Saturday, April 21, 2007
I
started reading David Mamet's Bambi vs. Godzilla: On the Nature, Purpose, and Practice of the Movie Business.
In his chapter on producers, he compares a movie producer to a casino gambler who bets black on a roulette wheel. After the first loss, he bets black again but with twice the money and keeps this up until he wins.
Movie producers keep betting more money on the tent pole movies with the hopes it will be the next JAWS or STAR WARS. If the movie fails, the producer can't be blamed because he didn't cut any corners. "We doubled our budget."
The strategy he insists is doomed to fail just like the gambler.
When he writes that there is a limited bankroll for both the gambler and producer, it's easy to understand even for a multibillion dollar company. They may very well run out of funds before their strategy pays off.
And he's correct when he writes about the independent nature of each roll of the wheel. That it came up black on the last roll has no bearing on whether it will be black or red the next time. The odds on each spin of the wheel are the same each time unlike the draw of a card in blackjack or poker.
But he's wrong about the odds on black or red coming up.
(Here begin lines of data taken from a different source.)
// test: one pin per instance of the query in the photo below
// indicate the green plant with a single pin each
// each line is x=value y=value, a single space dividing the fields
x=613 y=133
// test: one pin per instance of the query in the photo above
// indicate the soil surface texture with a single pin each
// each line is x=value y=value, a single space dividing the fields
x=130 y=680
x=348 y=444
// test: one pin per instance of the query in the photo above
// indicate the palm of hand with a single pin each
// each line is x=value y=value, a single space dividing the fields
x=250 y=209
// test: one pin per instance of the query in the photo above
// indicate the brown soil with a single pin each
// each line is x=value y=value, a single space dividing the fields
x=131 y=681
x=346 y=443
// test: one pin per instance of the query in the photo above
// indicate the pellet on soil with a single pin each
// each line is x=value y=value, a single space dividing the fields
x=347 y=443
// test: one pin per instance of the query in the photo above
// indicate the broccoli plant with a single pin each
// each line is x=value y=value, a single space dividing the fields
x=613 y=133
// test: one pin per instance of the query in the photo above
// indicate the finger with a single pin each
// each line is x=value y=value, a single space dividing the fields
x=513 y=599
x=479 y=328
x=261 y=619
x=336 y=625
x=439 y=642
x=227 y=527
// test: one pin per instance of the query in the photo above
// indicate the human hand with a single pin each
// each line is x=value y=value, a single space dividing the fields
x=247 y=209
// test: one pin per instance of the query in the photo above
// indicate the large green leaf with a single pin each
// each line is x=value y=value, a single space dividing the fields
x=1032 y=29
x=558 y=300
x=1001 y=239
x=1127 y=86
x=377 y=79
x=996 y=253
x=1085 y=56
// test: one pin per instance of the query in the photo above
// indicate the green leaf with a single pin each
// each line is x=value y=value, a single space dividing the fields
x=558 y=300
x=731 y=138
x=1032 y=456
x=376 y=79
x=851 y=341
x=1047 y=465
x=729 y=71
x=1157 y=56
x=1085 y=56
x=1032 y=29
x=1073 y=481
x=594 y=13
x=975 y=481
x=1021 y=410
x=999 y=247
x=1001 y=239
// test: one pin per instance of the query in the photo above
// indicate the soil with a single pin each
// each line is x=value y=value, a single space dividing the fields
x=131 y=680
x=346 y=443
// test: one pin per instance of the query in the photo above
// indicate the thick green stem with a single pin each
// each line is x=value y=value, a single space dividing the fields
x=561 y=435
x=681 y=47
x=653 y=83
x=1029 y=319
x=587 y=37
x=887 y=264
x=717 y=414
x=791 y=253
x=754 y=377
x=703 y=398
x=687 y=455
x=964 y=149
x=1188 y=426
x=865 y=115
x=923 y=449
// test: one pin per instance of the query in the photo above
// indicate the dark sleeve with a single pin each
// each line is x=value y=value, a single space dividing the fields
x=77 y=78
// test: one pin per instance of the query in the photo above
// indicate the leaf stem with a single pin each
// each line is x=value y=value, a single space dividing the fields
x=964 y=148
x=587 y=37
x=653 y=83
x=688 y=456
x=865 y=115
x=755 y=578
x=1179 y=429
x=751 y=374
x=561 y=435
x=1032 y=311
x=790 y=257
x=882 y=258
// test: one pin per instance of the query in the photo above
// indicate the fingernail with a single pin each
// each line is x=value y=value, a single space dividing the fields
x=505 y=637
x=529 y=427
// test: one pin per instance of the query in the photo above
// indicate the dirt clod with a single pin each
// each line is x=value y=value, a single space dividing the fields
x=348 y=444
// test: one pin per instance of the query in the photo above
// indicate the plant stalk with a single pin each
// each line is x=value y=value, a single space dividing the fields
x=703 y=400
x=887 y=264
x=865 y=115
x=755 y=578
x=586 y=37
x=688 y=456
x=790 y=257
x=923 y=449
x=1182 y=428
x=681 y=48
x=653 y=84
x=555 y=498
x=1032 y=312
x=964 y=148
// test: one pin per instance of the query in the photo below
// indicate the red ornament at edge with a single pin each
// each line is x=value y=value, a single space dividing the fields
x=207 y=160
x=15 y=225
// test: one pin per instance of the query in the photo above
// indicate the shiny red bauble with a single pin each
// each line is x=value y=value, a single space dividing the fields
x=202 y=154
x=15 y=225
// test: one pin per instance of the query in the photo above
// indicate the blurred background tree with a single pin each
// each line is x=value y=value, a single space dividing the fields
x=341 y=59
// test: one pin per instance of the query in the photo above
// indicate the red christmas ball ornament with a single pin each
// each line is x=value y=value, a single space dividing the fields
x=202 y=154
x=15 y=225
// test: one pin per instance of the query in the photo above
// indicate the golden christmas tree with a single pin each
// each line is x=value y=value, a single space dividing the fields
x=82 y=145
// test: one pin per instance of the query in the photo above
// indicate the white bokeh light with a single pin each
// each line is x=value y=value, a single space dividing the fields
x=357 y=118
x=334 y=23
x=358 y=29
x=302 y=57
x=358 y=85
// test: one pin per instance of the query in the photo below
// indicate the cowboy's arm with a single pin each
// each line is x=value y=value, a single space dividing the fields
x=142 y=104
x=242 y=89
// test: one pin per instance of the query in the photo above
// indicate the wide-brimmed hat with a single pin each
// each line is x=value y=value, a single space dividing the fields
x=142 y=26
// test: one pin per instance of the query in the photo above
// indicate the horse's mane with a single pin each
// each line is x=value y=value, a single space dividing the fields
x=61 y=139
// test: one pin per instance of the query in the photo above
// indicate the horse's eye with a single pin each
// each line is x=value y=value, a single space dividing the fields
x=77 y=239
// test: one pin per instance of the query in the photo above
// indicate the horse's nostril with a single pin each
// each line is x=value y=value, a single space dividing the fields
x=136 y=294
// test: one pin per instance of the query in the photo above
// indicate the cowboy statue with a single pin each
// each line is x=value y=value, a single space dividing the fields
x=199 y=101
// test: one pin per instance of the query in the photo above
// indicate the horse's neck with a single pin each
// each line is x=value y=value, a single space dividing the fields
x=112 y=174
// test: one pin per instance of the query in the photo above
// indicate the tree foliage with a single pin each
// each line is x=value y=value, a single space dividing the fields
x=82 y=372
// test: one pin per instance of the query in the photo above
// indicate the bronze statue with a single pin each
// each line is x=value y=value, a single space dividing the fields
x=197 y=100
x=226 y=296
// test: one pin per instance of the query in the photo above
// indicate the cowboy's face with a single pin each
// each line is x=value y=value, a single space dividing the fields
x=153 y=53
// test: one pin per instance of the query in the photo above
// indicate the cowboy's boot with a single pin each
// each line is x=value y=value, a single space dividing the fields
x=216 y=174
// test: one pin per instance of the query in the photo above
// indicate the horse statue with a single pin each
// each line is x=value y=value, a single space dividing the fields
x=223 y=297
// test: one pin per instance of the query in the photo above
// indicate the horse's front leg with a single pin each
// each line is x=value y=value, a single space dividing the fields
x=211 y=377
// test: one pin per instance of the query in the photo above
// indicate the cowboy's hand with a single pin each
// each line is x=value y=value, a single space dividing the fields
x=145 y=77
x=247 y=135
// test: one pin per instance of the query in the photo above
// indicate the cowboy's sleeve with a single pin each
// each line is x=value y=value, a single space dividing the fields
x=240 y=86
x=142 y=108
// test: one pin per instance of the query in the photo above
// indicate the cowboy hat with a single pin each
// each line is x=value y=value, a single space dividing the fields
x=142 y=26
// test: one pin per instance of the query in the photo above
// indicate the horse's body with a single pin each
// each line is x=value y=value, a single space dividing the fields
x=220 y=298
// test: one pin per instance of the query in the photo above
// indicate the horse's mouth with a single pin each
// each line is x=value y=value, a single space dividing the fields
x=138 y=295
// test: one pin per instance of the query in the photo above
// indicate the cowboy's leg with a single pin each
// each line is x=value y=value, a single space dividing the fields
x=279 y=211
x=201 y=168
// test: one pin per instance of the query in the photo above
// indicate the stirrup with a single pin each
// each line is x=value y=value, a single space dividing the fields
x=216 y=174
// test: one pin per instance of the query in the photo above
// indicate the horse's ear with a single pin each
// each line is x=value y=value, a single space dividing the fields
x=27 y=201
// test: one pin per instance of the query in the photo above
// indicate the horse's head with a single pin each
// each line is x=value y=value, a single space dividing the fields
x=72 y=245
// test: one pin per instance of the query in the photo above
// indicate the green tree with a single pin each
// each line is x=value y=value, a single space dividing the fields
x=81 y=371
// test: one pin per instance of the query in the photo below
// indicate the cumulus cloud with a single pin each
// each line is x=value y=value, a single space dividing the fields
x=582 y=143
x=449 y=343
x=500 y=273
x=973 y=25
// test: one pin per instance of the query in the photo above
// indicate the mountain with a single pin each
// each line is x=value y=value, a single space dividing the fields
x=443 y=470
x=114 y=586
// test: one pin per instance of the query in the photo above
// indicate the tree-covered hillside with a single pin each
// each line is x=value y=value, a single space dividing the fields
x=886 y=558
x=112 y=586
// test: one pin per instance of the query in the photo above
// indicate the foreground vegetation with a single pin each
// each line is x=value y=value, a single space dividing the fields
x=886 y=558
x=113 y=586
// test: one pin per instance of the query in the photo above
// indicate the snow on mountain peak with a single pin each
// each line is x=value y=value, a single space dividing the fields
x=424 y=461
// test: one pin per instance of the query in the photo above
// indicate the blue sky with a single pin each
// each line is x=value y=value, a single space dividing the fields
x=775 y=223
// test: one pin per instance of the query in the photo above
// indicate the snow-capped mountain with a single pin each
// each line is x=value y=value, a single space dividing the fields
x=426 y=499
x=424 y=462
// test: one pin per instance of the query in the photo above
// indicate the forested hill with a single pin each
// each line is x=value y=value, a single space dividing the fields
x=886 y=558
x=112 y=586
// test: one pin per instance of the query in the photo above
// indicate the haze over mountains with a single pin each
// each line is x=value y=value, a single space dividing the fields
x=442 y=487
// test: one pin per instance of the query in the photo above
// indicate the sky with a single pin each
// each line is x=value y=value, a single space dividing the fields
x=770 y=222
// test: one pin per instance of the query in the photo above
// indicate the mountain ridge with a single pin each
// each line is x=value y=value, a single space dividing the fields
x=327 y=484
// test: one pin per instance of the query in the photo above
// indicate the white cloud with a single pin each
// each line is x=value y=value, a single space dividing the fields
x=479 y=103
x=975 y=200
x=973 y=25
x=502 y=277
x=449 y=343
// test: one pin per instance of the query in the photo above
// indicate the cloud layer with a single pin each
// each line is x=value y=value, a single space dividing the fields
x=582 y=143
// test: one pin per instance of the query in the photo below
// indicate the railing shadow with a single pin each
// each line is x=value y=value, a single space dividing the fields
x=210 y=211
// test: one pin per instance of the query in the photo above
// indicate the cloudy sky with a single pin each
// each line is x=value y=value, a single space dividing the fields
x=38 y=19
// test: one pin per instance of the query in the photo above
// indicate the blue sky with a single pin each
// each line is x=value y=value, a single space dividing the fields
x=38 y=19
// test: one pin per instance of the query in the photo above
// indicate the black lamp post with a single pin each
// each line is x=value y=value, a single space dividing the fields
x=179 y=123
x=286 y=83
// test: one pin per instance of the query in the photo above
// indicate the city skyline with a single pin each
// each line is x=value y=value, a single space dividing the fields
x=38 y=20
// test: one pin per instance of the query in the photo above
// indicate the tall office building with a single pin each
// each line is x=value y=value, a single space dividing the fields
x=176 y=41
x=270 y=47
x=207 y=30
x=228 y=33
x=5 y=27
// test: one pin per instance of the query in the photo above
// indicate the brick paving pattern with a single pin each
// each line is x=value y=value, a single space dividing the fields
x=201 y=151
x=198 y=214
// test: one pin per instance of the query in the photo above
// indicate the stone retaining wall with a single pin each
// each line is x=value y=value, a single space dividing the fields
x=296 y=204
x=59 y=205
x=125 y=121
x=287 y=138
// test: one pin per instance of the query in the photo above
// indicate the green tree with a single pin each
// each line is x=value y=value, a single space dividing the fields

The odds of its appearance on the next spin are still 50-50.
Close, but no. In a Las Vegas roulette wheel there are 18 red numbers, 18 black numbers and 2 green numbers for a total of 38.
The odds for a fair coin toss is 50-50 since there are only two outcomes: heads or tails. To get the same odds for red or black on a roulette wheel, the green pocket would have to be removed, but since it's there, the chance of getting red or black is slightly less than 50% of the time. It's exactly 47.3684% (18/38).
In Europe, your chance of winning with black or red increase since they use one green pocket, zero, and don't have the second double-zero green.
P.S. I've never been to Las Vegas and I'm not a casino gambler. I don't get seduced by the possibility of hitting a jackpot.
I remember during a summer trip when I was in my early teens where on a ferry between Maine and Nova Scotia there were slot machines. I watched what was going on instead of playing. I remember two men who started with a couple of rolls of quarters, played until they doubled or tripled their money, they were all giddy, then lost it all and looked deflated. I imagine that happens everyday.
Posted 2007/04/21 at 17h58ET in Movies.